Consequently, young research scientists of breeders and agronomists in public and private sectors have commenced another five-day training course on rice, maize, and groundnut breeders. The theme of the training is on the ‘Concepts and Principles of Plant Breeding and Participatory Varietal Selection (PVS)’. The venue of the training is at the head office of the National Agricultural Research Institute (NARI) located in Brikama.
Moussa Sie, the project consultant and FAO senior breeder hinted on the importance of the course in resolving Gambia agricultural deficit. According to Sie, the University of Gambia was not providing the breeder programme and NARI was lacking breeders. Sie said,
“We need to improve capacity by combining both practical and theoretical training. Due to climate change, some plants cannot work here but they can be nurtured to produce new varieties.”
Participants at the breeder course to resolve Gambia agricultural deficit
This second breeder course is coming two weeks after the end of the first.

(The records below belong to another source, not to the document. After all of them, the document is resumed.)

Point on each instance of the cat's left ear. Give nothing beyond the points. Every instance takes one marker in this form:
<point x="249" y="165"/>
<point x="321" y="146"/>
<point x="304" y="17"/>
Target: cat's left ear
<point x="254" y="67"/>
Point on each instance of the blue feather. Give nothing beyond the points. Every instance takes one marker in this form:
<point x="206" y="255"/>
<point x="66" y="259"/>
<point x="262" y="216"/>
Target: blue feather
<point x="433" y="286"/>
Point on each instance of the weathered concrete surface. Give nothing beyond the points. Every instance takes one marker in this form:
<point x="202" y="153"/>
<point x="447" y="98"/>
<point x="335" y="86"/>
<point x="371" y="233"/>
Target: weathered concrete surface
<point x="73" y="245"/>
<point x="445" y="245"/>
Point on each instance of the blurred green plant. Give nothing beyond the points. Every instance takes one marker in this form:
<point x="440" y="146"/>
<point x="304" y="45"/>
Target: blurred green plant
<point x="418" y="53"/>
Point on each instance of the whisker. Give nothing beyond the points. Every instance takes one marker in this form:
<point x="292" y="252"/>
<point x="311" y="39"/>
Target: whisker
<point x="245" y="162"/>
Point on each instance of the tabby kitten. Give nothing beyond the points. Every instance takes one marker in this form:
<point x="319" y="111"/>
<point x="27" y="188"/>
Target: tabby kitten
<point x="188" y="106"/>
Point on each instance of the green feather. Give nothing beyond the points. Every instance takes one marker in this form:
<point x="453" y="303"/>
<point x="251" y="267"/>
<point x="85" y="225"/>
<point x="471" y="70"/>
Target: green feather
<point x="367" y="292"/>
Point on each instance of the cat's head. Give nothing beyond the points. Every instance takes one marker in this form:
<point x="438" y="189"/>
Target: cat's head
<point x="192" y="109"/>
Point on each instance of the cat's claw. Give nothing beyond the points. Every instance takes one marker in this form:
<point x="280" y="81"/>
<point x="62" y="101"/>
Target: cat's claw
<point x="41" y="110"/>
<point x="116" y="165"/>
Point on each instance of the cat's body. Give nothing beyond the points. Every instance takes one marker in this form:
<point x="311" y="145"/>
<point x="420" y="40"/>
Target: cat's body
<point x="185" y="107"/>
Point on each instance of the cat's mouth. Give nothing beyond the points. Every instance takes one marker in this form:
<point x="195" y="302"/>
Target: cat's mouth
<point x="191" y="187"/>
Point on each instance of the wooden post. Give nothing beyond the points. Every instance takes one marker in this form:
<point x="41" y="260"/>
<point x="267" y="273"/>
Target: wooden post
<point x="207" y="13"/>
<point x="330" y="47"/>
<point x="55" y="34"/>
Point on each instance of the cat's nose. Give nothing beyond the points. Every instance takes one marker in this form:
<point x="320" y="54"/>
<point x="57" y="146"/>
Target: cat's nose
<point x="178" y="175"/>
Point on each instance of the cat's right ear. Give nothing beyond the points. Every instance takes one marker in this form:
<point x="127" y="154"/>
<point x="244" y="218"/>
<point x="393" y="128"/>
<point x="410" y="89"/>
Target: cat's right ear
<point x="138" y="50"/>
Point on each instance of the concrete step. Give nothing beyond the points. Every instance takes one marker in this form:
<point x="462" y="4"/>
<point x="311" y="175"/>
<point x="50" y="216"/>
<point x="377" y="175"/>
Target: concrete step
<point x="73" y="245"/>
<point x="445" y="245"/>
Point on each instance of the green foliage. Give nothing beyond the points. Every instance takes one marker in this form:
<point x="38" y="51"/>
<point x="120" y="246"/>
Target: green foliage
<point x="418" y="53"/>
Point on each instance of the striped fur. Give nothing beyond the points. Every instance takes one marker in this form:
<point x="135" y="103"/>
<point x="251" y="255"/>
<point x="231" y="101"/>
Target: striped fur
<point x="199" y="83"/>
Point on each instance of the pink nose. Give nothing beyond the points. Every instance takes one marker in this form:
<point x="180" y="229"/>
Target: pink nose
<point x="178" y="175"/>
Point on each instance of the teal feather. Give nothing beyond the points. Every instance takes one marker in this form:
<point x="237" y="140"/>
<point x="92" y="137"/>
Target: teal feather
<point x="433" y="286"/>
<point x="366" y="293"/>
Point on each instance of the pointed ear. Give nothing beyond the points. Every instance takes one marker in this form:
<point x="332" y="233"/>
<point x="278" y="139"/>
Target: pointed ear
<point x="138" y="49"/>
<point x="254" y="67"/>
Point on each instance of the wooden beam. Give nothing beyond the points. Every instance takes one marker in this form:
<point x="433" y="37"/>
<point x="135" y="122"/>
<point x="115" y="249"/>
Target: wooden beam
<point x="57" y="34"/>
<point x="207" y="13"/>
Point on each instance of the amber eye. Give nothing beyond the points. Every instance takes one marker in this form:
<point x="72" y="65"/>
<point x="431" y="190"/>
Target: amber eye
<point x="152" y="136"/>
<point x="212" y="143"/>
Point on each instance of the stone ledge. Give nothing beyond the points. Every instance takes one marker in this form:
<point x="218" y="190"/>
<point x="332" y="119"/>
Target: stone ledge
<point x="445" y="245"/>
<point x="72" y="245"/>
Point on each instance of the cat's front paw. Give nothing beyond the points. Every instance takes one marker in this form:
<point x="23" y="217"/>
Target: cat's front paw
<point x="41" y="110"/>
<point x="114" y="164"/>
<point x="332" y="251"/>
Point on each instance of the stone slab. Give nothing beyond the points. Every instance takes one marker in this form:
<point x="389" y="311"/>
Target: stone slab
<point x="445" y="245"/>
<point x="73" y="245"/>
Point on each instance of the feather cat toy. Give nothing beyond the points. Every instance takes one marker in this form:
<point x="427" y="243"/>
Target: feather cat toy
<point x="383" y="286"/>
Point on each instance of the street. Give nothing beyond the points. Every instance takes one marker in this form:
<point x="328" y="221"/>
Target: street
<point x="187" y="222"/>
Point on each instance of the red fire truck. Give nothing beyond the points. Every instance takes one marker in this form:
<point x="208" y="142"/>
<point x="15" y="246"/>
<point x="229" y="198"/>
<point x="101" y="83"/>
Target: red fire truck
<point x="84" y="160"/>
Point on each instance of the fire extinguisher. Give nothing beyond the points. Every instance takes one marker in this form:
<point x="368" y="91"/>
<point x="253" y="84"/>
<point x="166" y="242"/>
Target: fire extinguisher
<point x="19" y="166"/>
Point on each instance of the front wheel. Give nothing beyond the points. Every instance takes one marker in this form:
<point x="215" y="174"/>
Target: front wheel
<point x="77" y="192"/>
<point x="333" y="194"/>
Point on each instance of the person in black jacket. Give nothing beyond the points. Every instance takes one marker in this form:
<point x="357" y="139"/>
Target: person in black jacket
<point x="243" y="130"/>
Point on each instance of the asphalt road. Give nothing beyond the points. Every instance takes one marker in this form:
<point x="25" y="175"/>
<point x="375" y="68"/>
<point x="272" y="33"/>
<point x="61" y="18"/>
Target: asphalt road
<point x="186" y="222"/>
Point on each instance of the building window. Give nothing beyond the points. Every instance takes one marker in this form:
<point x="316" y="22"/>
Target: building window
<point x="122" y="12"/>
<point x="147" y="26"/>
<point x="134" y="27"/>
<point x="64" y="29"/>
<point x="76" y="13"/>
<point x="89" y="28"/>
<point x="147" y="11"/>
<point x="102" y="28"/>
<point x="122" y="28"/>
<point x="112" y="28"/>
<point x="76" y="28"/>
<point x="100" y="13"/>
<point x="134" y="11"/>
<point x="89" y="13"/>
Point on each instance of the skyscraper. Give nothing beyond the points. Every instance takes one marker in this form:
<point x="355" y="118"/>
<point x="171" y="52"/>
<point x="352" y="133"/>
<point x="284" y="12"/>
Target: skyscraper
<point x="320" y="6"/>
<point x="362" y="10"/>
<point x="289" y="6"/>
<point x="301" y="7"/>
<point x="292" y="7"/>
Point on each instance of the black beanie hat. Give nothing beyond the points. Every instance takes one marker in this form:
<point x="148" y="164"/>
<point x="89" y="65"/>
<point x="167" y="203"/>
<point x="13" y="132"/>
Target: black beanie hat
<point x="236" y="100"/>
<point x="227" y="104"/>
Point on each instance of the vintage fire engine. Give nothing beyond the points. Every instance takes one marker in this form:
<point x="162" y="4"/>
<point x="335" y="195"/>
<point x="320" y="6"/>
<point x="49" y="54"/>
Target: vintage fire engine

The aim of the course is to build young homegrown agricultural breeders to adapt to modern tools. Consequently, these modern tools will enhance the precision and efficiency of their breeding programmes.
The second breeder course to resolve Gambia agricultural deficit has a total of twenty-six participants. These participants are from different organizations including NARI, National Seed Secretariat, The Gambia College School of Agriculture, variety release committees, and the National Coordinating Organization of Farmer Associations Gambia (NACOFAG).
Addressing the young research scientists was the director general of NARI, Ansumana Jarju. In a brief statement, Jarju reminded the scientists that it was paramount to show dedication to the course. Jarju also mentioned that they must not become professors to be breeders. The focus should be on improved research to end Gambia agricultural deficit.
“We count on you for agricultural researches.”
Brief detail about the breeder course
The course is part of the European Union (EU) funded Agriculture for Economic Growth and Food Security and Nutrition to mitigate migration. The funding to the tone of 20.5 million Euro (approx. 1.2 billion dalasis) is the 11th European Development Fund. However, the United Nations’ Food and Agricultural Organization is in charge of the implementation. Dr. Lamin Sonko, NARI director of Cropping System said,
“This is a rare opportunity for us and any activity that will upgrade our skills and understanding of the agricultural development trend is welcome.”
First, the course will equip the young researchers with the theoretical background on modern breeding methods. Subsequently, they will learn modern techniques including biotechnology, planning, experimental techniques, and information management tools and software. The knowledge will help them improve the quality of their research towards solving Gambia agricultural deficit.
The course is also an avenue for the young breeders to network and share ideas. The NARI director of Crop Research, Kebba Drammeh admitted the shortfalls of the institute in the area of research. However, Drammeh expressed confidence in the ability of the course to create the next generation of researchers. Drammeh said,
“For more than 30 years NARI has been depending on outside expertise for crop breeding. This is expected to lift the burden of hiring outside breedership on NARI.”